Eulogies typically contain pro forma sentiments but Kissinger’s claim that they shared “identical premises” and “sought” an end to the war is blatantly egregious. Similarly outrageous is Kissinger’s claim that “Through all these disagreements I never ceased admiring him or remembering the profound intellectual debt I owed him.”
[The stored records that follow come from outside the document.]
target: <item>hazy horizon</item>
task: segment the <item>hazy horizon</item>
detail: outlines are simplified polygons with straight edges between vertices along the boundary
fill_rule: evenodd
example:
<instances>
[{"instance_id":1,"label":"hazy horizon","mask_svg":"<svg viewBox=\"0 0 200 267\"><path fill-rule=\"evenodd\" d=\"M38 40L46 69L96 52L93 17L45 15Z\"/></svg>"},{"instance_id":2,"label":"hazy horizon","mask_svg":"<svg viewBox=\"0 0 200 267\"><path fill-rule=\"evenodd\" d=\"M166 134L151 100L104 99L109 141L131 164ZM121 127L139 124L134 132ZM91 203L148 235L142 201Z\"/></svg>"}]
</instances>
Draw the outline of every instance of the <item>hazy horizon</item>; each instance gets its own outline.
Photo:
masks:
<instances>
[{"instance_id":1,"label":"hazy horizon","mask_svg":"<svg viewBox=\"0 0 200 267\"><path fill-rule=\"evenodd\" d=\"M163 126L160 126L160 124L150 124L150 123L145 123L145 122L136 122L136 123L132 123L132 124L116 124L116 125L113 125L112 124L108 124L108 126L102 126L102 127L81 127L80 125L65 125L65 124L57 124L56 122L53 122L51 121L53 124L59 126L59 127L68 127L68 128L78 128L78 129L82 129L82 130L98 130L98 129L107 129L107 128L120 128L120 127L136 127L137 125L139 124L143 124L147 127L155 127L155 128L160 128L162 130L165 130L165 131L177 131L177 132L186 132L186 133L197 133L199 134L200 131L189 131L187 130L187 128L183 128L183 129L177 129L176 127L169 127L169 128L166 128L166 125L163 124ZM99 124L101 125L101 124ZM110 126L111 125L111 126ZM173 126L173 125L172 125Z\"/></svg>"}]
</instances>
The problem here is that there is nothing in the Kissinger writings that expresses either admiration or “intellectual debt.” There are dedications in the Kissinger memoirs to Ambassador Ellsworth Bunker, to General Creighton Adams and to Nelson Rockefeller. In close to 4,000 pages of text, there is only one reference to Morgenthau. In his 2003 book Ending the War in Vietnam, Kissinger expresses disdain for Morgenthau as the leader of “the radical wing” of the anti-war movement. Here Kissinger writes: “No less a figure than Hans Morgenthau” was moved to proclaim “America’s immorality” in pursuing the war. For Kissinger, the war was moral. For Morgenthau, there was nothing moral in “the waging of this kind of war.”
For six years, from 1969 to 1975, under Kissinger’s stewardship, another 20,000 Americans and millions of Vietnamese died in the fighting. The war was a failure. Kissinger’s policies compounded that failure. Kissinger was a failure.